From mboxrd@z Thu Jan  1 00:00:00 1970
Return-Path: <olof@lixom.net>
Received: from mail.lixom.net (lixom.net [66.141.50.11])
	by ozlabs.org (Postfix) with ESMTP id 401FB67A6B
	for <linuxppc-dev@ozlabs.org>; Fri, 24 Mar 2006 10:12:31 +1100 (EST)
Date: Thu, 23 Mar 2006 17:11:29 -0600
To: Haren Myneni <hbabu@us.ibm.com>
Subject: Re: [PATCH] kdump: Fix for machine checkstop on DMA fault
Message-ID: <20060323231129.GD5538@pb15.lixom.net>
References: <20060323201258.GA5538@pb15.lixom.net>
	<OF587D6284.5AECD8A6-ON8725713A.007B0F39-8825713A.007E8BA3@us.ibm.com>
MIME-Version: 1.0
Content-Type: text/plain; charset=us-ascii
In-Reply-To: <OF587D6284.5AECD8A6-ON8725713A.007B0F39-8825713A.007E8BA3@us.ibm.com>
From: Olof Johansson <olof@lixom.net>
Cc: Milton Miller <miltonm@bga.com>, Michael Ellerman <michael@ellerman.id.au>,
	linuxppc-dev@ozlabs.org, Paul Mackerras <paulus@samba.org>,
	Olaf Hering <olh@suse.de>, ellerman@au1.ibm.com
List-Id: Linux on PowerPC Developers Mail List <linuxppc-dev.ozlabs.org>
List-Unsubscribe: <https://ozlabs.org/mailman/listinfo/linuxppc-dev>,
	<mailto:linuxppc-dev-request@ozlabs.org?subject=unsubscribe>
List-Archive: <http://ozlabs.org/pipermail/linuxppc-dev>
List-Post: <mailto:linuxppc-dev@ozlabs.org>
List-Help: <mailto:linuxppc-dev-request@ozlabs.org?subject=help>
List-Subscribe: <https://ozlabs.org/mailman/listinfo/linuxppc-dev>,
	<mailto:linuxppc-dev-request@ozlabs.org?subject=subscribe>

Hi,

On Thu, Mar 23, 2006 at 03:06:22PM -0800, Haren Myneni wrote:

> On JS21, immediately after the tce entries are initialized, the machine 
> checkstops with an error "Internal CPU 1 Fault Error" on bladecenter MM. 
> If we do not initialize tce entries for crash kernel, allows the ongoing 
> DMA continue to the old kernel memory. I though that, ongoing DMA will be 

The problem isn't when DMA is going to the old kernel memory. The
problem is when that TCE entry gets reused by the crashdump kernel, and
some other memory gets overwritten instead.

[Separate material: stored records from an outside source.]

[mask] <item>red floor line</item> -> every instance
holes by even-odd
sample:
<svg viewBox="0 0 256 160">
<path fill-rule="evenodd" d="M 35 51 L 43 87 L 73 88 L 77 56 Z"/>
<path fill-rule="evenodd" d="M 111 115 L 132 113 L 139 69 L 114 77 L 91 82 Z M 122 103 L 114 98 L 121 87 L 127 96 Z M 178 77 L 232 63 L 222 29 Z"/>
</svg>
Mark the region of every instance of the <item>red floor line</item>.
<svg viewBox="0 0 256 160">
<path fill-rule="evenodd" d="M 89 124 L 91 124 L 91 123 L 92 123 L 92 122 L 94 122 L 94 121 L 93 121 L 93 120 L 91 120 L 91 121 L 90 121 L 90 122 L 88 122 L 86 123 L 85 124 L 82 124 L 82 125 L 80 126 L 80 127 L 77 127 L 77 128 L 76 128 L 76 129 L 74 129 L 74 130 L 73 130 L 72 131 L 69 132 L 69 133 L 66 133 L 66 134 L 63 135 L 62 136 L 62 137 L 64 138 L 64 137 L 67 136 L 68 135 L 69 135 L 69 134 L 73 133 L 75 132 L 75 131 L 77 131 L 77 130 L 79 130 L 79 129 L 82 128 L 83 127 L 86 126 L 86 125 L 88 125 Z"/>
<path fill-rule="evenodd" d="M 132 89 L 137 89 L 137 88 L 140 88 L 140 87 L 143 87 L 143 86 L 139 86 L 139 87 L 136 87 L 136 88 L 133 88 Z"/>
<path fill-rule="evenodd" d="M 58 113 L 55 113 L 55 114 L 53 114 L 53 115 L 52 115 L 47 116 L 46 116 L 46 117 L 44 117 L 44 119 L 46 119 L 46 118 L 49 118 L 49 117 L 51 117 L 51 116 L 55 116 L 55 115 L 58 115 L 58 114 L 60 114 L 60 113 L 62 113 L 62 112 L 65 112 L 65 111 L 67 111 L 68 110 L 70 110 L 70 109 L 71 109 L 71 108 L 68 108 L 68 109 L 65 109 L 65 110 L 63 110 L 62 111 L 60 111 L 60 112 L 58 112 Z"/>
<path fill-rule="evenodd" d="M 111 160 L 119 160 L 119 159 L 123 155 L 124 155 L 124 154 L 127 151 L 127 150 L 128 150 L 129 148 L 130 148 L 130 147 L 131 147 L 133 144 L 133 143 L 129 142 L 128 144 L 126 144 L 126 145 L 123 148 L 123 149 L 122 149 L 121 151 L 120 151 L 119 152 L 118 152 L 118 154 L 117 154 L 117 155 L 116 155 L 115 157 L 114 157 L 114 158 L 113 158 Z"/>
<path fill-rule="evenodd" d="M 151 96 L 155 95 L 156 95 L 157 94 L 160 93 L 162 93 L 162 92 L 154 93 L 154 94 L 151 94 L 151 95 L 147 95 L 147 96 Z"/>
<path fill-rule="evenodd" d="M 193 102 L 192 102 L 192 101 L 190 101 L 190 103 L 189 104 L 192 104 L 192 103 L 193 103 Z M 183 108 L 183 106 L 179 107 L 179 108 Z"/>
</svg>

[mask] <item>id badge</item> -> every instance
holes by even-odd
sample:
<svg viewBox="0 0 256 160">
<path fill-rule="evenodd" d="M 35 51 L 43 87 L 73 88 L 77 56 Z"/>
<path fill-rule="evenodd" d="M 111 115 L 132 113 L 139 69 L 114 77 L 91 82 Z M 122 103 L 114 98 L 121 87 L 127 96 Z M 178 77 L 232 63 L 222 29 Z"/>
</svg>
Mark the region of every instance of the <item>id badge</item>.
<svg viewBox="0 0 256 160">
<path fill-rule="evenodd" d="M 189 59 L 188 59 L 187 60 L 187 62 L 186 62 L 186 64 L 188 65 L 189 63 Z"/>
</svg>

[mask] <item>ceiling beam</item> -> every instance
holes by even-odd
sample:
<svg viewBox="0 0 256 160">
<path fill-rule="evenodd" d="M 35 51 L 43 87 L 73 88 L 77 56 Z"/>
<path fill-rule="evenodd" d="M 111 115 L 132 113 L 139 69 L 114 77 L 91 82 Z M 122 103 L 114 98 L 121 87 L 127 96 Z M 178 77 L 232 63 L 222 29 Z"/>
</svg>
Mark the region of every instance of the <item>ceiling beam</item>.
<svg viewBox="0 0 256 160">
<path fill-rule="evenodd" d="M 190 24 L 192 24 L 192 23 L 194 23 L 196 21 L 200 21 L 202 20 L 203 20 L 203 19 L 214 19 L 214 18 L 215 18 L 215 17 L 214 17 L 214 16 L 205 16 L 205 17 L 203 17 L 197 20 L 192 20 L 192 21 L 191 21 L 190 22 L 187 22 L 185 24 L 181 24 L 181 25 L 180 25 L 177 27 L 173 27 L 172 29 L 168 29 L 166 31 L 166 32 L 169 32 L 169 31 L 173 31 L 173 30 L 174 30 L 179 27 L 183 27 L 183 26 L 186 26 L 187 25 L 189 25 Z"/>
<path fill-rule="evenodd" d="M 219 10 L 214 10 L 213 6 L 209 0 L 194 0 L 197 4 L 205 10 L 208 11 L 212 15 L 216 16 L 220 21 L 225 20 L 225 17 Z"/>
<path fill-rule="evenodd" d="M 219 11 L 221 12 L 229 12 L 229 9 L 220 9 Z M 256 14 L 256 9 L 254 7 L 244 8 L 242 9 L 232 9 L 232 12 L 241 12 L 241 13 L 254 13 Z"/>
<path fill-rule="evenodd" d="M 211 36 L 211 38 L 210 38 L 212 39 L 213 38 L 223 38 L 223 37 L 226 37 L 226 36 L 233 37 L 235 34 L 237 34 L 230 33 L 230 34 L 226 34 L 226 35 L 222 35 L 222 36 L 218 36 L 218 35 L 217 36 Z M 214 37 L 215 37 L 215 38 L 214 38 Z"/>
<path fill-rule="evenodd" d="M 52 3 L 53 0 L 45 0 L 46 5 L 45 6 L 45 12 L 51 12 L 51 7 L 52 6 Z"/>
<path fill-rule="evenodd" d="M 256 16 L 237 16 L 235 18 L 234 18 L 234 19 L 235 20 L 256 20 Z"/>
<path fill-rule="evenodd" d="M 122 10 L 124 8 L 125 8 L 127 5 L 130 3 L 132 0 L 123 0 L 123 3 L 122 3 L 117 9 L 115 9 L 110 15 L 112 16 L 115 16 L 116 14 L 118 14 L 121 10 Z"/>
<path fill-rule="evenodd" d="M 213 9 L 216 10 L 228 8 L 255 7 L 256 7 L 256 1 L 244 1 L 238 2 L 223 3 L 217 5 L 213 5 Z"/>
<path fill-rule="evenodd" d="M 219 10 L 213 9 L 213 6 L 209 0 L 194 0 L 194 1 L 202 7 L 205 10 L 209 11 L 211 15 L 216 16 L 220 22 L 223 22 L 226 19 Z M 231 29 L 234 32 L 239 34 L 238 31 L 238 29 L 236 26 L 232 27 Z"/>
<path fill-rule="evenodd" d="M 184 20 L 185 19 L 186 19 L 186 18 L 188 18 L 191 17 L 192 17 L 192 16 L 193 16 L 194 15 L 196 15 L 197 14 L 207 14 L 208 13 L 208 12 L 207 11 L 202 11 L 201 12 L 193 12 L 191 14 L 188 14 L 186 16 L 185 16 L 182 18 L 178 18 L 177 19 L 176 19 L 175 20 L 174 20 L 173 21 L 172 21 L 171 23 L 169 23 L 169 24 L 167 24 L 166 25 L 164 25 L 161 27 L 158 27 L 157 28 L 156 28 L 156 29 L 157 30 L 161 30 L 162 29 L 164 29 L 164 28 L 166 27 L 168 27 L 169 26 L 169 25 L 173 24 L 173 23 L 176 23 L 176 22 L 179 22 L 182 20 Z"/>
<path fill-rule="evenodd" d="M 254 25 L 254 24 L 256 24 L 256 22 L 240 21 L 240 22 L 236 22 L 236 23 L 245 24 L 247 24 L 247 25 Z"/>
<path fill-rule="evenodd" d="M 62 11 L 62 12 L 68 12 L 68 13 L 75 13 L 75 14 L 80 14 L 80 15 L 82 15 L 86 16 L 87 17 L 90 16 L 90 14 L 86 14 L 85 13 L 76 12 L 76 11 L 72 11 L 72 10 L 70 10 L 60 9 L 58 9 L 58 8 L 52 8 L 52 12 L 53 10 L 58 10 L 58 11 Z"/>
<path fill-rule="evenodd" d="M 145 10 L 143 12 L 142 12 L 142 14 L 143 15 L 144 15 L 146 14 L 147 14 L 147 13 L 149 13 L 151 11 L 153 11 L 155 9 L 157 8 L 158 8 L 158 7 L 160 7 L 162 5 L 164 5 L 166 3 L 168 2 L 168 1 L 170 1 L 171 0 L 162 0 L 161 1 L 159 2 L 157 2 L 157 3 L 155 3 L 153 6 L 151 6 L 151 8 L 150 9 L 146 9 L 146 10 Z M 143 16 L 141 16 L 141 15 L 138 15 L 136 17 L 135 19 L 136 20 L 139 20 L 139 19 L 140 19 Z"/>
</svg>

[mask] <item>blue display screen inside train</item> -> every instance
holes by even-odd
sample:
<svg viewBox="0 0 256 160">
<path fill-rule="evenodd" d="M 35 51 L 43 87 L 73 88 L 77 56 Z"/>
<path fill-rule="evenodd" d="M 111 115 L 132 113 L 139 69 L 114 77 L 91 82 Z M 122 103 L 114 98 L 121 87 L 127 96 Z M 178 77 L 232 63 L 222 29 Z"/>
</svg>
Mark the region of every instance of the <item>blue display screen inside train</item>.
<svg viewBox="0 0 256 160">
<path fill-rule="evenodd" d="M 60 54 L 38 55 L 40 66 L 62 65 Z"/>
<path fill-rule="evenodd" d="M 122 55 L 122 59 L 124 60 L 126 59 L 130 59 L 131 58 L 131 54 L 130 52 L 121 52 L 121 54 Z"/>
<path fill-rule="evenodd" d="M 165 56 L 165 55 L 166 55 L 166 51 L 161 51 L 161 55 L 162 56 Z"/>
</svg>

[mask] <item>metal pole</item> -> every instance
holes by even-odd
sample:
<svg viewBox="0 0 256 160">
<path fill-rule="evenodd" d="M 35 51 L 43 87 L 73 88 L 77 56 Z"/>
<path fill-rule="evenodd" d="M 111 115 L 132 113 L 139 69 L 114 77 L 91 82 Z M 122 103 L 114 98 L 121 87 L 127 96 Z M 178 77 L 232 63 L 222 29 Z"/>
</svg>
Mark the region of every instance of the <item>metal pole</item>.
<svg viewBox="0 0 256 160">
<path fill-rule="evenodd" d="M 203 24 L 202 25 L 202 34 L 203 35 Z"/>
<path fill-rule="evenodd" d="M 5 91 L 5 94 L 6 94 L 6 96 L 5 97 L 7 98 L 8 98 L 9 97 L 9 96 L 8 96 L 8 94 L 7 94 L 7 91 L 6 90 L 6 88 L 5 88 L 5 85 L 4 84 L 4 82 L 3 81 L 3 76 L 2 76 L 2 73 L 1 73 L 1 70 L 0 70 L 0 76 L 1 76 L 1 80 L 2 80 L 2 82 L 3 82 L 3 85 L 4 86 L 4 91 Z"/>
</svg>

> stopped when the device reset happens later by the drivers. I think, some 
> hardening is already included in some drivers to take care of this 
> behavior. I might be wrong. So far, I had e100 issue after testing on p5, 

What assures that the crash kernel has drivers for all hardware in the
system? If there's no driver, what will then be used to quiesce the
device?

> p4, js20 and js21. Probably, it could be lucky scenario.
> So, will be keeping the same change (posted here) plus your suggestion. 
> Right? Can we apply same approach even for power-4?

What you have now might be a 99%-of-the-time-it-works solution, but is
that really good enough?

The last things you want from a crash kernel is:

1. Have it crash on it's own because of something getting overwritten
(small chance, since most mappings are probably for writing out data
for later analysis)

or:

2. Have it write corrupted data to the crash dump. This makes it more or
less useless, since you can't trust what it wrote out: Did the machine
go down because of the memory corruption you're spotting, or did that
happen after the crash, while dumping it, etc?

Either way, a proper solution is needed, not a 99% one.


-Olof